This poem came out of the June 19, 2012 Poetry Fishbowl. It was inspired and sponsored by rix_scaedu. You can explore Swedish flower hens and pytt i panna online. This poem belongs to the Hart's Farm series, for which more information appears on the Serial Poetry page.
Hens and Flowers
Astrid loves gathering eggs.
As she walks toward the nearest barn,
she swings her empty basket,
one that her father wove from willow stems.
The weather is growing chilly now;
Astrid wears her good wool sweater
and the hens are nesting in the manure pile
where Solvig -- who knows everything --
says that the rot keeps things warmer.
These are skånsk blommehöna,
called "flower hens" because
they come in all colors like flowers do.
There are brown ones with black speckles
and tan ones with white or brown speckles.
Some are almost all white with a few black feathers,
while others are dark with a white saddle.
The rooster is a bright red-brown
with long curling tail feathers that are black
but turn green when the sun hits them just so.
He tips his head as Astrid approaches,
staring at her with one beady eye.
"Don't peck at me, Mr. Rooster," says Astrid.
"Your hens have been working so hard!
I am just coming to get some eggs
so they will have room to lay more."
Elharn, who is standing on a box
to fix one of the posts, chuckles at Astrid
and says, "Does that actually work?"
"Most of the time," she says,
gently easing her hand under the hens
to remove the warm smooth eggs.
The rooster tugs at Astrid's foot.
She shoos him away, saying,
"Silly rooster! That's not a worm,
that's my shoelace." Astrid finds a stick
and stirs the manure pile to turn up some worms.

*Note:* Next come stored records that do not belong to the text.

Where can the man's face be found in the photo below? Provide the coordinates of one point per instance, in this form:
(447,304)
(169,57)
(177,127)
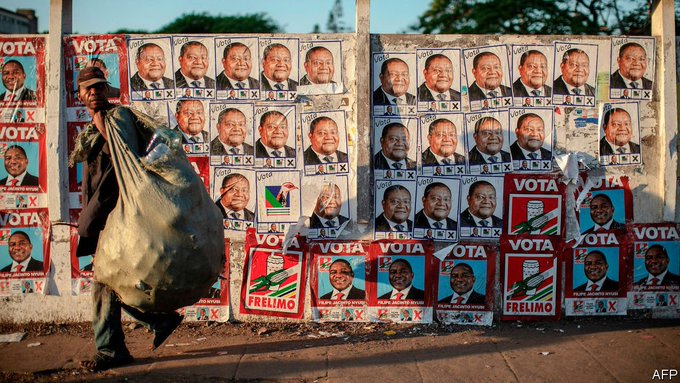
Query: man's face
(443,139)
(531,134)
(325,138)
(236,194)
(488,72)
(462,280)
(15,162)
(437,204)
(575,71)
(151,64)
(320,68)
(194,63)
(400,275)
(191,117)
(439,76)
(633,63)
(489,138)
(482,203)
(619,129)
(238,63)
(232,128)
(656,261)
(395,80)
(397,206)
(340,276)
(534,72)
(19,247)
(595,267)
(601,211)
(395,144)
(277,65)
(274,131)
(13,76)
(329,202)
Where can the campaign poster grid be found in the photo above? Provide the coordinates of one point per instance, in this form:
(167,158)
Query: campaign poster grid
(338,281)
(465,285)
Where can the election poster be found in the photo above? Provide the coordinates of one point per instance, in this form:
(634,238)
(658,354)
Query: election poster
(151,69)
(620,134)
(604,204)
(231,129)
(532,136)
(189,118)
(488,77)
(274,276)
(82,268)
(234,194)
(329,214)
(393,209)
(280,71)
(576,81)
(278,199)
(403,274)
(465,285)
(437,208)
(531,283)
(534,205)
(324,140)
(393,82)
(532,70)
(632,67)
(23,178)
(237,61)
(596,277)
(442,141)
(214,307)
(438,80)
(481,207)
(655,268)
(488,146)
(106,52)
(395,148)
(338,281)
(22,91)
(276,145)
(194,58)
(321,62)
(24,251)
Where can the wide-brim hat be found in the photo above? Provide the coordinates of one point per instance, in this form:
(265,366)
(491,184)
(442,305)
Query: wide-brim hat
(90,76)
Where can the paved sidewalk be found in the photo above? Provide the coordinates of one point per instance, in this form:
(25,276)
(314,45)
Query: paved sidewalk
(587,350)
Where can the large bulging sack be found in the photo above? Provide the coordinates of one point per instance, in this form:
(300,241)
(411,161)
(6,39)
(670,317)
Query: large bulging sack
(163,244)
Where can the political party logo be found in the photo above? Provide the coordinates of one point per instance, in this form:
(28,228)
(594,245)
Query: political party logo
(535,215)
(277,199)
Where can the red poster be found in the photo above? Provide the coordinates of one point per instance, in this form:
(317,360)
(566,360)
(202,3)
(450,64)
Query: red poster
(215,306)
(465,285)
(338,280)
(596,277)
(24,251)
(534,205)
(655,269)
(109,53)
(403,274)
(531,277)
(274,277)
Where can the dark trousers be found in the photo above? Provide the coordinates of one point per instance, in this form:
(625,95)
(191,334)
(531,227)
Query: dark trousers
(109,337)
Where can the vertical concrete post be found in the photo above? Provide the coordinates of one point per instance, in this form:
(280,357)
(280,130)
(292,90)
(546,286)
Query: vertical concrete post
(663,25)
(363,87)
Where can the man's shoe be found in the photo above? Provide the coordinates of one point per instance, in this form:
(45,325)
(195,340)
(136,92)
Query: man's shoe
(165,329)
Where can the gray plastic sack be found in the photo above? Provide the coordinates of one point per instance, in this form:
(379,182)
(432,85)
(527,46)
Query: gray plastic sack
(163,244)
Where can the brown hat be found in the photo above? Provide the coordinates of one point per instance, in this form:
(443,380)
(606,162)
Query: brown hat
(90,76)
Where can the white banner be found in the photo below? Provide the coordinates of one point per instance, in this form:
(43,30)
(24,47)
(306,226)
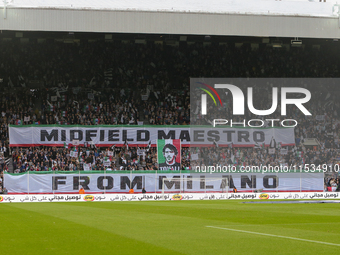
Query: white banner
(68,182)
(170,196)
(57,135)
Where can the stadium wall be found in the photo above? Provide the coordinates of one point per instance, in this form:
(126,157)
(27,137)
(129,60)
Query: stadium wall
(35,19)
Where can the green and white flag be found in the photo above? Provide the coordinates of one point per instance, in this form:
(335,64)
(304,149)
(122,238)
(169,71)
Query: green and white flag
(169,154)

The rooster and hens scurry after them,
pecking and scratching.
Vendel is mucking out the stalls in the barn.
Astrid greets him as she walks past,
careful not to startle the big draft horses
because startled horses tend to kick.
There are more hens inside;
they sneak into stalls to lay their eggs in the straw
while some of the horses are outside working.
Soon Astrid's basket is full.
There will be plenty of boiled eggs for lunch
and pytt i panna, hashed potatoes with fried eggs on top.
She walks carefully now, holding the heavy basket steady
so that it does not bump against her knee.
On the way back to the kitchen,
Astrid spies a patch of wildflowers:
white and yellow like the insides of eggs,
flecks of red like the speckled hens.
She picks a bouquet for Una
and thinks about how everyone will smile
when they see the flowers on the table.